Um estudo realizado pelo Instituto das Mulheres da Cidade do México aponta que cerca de 65% das usuárias do sistema de transporte público já foram vítima de alguma modalidade de violência de gênero. “Somente um quinto dos casos é registrado junto às autoridades, e o serviços de transporte informal em micro-ônibus [uma frota de pequenas unidades geralmente muito velhas] é considerado o espaço onde as mulheres são mais vulneráveis”, conclui uma investigação do Banco Mundial. O contexto, além disso, é hostil: somente no mês de setembro foram apresentadas 374 denúncias de delitos sexuais na capital.
Desde 2008 a cidade conta com o programa Viajemos Seguras, uma iniciativa de várias instituições projetada para prevenir, atender vítimas e punir a violência sexual cometida contra as mulheres que viajam no transporte público. Além de incluir locais para atenção e denúncia de casos de abuso sexual no transporte (são comuns os toques e as agressões verbais, mas também há casos de violações), o plano promoveu –ainda que já existisse– a segregação de homens e mulheres no metrô, no trem rápido e no metrobús (sistema de ônibus com pista própria). A Cidade do México, com uma área metropolitana de 20 milhões de habitantes, também lançou ônibus rosas em que apenas mulheres podem viajar.
As conclusões do estudo elaborado pelo Banco Mundial, que trabalha em um programa piloto para combater o problema do abuso sexual no transporte público em várias cidades da América Latina, revela quatro denominadores comuns relatados pelos usuários e responsáveis pelos serviços: denunciar uma agressão às autoridades é enfastiante e quase nunca dá resultados; levantar a voz é complicado porque não existe um sentimento de comunidade entre os passageiros; quanto melhor é a infraestrutura, mais seguros os usuários se sentem; e separar por gêneros não é a solução, apenas um remendo. Ao sair do metrô, nas ruas, o abuso sexual volta, os olharem intimidam.
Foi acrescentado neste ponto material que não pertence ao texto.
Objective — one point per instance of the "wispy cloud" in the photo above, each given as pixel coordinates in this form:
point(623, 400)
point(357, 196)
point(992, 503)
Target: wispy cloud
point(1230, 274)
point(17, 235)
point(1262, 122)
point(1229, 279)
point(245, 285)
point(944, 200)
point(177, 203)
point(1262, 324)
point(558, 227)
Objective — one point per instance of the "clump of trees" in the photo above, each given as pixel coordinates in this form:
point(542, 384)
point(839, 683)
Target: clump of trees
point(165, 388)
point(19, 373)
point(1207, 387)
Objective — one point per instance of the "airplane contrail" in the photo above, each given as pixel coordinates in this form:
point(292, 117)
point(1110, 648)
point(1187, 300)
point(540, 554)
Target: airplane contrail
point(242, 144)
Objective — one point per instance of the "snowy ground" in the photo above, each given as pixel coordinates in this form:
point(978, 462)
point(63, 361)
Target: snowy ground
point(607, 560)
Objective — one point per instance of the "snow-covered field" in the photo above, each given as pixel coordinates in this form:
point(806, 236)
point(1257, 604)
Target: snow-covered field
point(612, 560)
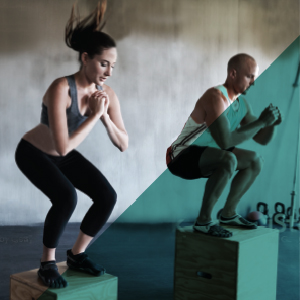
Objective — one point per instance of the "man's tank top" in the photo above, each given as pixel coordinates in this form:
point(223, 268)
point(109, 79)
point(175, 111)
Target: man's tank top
point(199, 134)
point(74, 117)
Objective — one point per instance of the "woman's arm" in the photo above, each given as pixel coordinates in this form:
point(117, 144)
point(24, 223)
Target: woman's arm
point(113, 122)
point(57, 99)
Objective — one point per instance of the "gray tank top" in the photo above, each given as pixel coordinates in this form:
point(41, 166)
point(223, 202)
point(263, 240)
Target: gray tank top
point(74, 117)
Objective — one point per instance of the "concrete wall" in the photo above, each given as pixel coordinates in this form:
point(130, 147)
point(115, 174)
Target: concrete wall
point(170, 52)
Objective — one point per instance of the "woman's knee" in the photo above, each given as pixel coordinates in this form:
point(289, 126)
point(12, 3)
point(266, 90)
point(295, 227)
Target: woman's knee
point(228, 162)
point(67, 198)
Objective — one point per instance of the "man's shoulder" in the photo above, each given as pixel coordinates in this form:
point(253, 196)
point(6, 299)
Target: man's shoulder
point(213, 96)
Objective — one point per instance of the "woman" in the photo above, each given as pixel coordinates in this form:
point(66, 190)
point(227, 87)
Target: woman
point(46, 154)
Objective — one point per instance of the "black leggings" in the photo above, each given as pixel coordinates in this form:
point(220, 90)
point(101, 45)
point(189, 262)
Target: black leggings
point(57, 177)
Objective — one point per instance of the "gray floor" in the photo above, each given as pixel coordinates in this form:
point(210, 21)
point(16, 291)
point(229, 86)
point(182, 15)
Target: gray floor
point(141, 255)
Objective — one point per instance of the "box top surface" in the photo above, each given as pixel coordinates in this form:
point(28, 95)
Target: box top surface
point(239, 235)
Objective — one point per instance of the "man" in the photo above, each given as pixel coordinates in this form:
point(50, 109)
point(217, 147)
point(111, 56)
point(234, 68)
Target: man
point(219, 122)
Vestir saia ou usar decote as vezes parece crime na capital mexicana, uma provocação. O problema não começa nem termina no transporte.

Lima, um sofrimento diário

Em maio, os moradores de Lima se indignaram com a agressão sofrida pela atriz e cantora peruana Magaly Solier no Metropolitano, o serviço de ônibus de transporte rápido que percorre 16 bairros de Lima de norte a sul. Ao sair de uma estação, a artista encarou e esbofeteou Daniel Durand Tenazoa por ter se masturbado atrás dela, depois o denunciou à Polícia por abuso sexual. Durand era reincidente.
O Peru teve, entre 2000 e 2009, a maior taxa de denúncias por violência sexual na América Latina, e o transporte de Lima é um dos lugares onde mais ocorre agressões contra as mulheres.
Solier contou o ocorrido quando chegou a uma rádio onde era esperada para uma entrevista: “Não havia um policial ali dentro. Se não o colocam em seu lugar, vai continuar fazendo isso a vida toda: este tipo de homem tem que desaparecer do Peru, nós mulheres não podemos viver assustadas”.
Entre janeiro e maio, mais de 20 mulheres –de 17 a 30 anos– foram vítimas de abuso sexual em algum ônibus do Metropolitano, de acordo com dados da Subgerência de Proteção frente à violência baseada em gênero da Prefeitura de Lima, repassados ao jornal La República. O mesmo órgão informa que o número subiu em outubro para 46. “Não está correto –que Lima tenha o terceiro transporte mais inseguro para as mulheres–. Temos um protocolo para denunciar casos de abuso e atos de violência”, disse Tamy Quintanilla, a subgerente municipal.
Apesar de a Prefeitura de Lima ter iniciado no fim de julho uma reforma no transporte, limitando a circulação de vans para que os ônibus transitem exclusivamente por corredores, os usuários ainda enfrentam uma má qualidade do serviço: apenas um corredor está em funcionamento.
O habitual na capital peruana é viajar apertado, e nas horas de pico é comum sentir a respiração de outro passageiros ou seu braço encostado em alguma parte do seu corpo. Uma distância de 20 quilômetros –de Pueblo Libre a Miraflores, por exemplo– pode levar mais de uma hora de ônibus, já que para essa, como para tantas outras rotas, ainda não há corredor, nem Metropolitano, nem a linha 1 do metrô. Segundo a Prefeitura, apenas 5% da demanda está coberta pelo Metropolitano e pela linha 1 do metrô, ou seja, 780.000 viagens por dia. Lima tem mais de 9 milhões de habitantes, e as mulheres sofrem com o problema do transporte duplamente.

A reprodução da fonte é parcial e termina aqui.